If you’ve been thinking about keeping any Steatocranus species, this article is a must read. If you don’t know much about West African cichlids, A Rheophilic Suprise, Steatocranus bleheri is a great introduction. You might just find yourself planning a new tank.
Paralabidochromis chromogynos, Zue Island, Lake Victoria. Photo by Greg Steeves
The color patterns of Paralabidochromis chromogynos can best be described as amazing. Not just because the piebald pattern is so interesting, but describing one particular piebald does an injustice to all other piebalds. There is just so much variation in their colors. Some bodies have plain black and white blotching patterns while others have a mixture of red, green, black and orange. Surrounding the body are colorful fins with iridescent blue, reds and yellows.
Paralabidochromis chromogynos is a typical Lake Victoria cichlid when it comes to care. They are hardy and breed easily. Groups of a single male and several females are best since males can be rough on each other. Because they aren’t overly aggressive to other species, they do well with a variety of fish. To find out more about P. chromogynos, read the Species Article by Greg Steeves. Discussion on this species can be done in the Lake Victoria forum.
An article on Pundamilia sp. “blue bar” has been added to the site’s library. For hobbyists not familiar with the genus Pundamilia, it is made of of some incredibly colorful fish from the Lake Victoria Basin.

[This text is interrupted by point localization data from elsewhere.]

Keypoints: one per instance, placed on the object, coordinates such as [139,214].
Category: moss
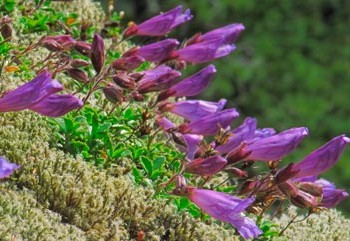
[328,225]
[57,197]
[103,206]
[23,218]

The article starts off with some detail on the Pundamilia genus, but then jumps right into to describe Pundamilia sp. “blue bar”. Including its collection point, physical characteristics and temperament. Although aggressive among themselves, P. sp. “blue bar” is mild tempered towards other species. If this species is something you would consider keeping, make sure to read the Species Article. A special thanks to Greg Steeves for allowing us to use his article.

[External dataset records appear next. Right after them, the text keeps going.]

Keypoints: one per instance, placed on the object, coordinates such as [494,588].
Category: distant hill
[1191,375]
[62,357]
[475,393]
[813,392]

Another out of the ordinary fish from the Lake Victoria Basin. Neochromis sp. “madonna” is native to Lake Kyoga, which is north of Lake Victoria. Lake Kyoga is an unusual lake. Despite covering 660 square miles, its maximum depth is around 6 feet. The shallowness of Lake Kyoga has made it especially vulnerable to water hyacinth which has affected many lakes in the basin. Neochromis. sp. “madonna” is a typical Victoria cichlids. Hearty and easy to breed, but also with an uncertain future in the wild. Check out the short species article by Greg Steeves in the library.
Maskaheros argenteus. Formally of Paraneetroplus and Vieja. Photo by Citron / CC-BY-SA-3.0
A recently published article details naming revisions to many popular Central American cichlid species. Using previously compiled DNA sequencing and morphological characters, the study has reclassified many species and even create several new genera. Affected species include fish from common genera like Paraneetroplus, Herichthys, Thorichthys and Vieja. Some species have been shifted around to an existing genus while others have been put into the new genus names.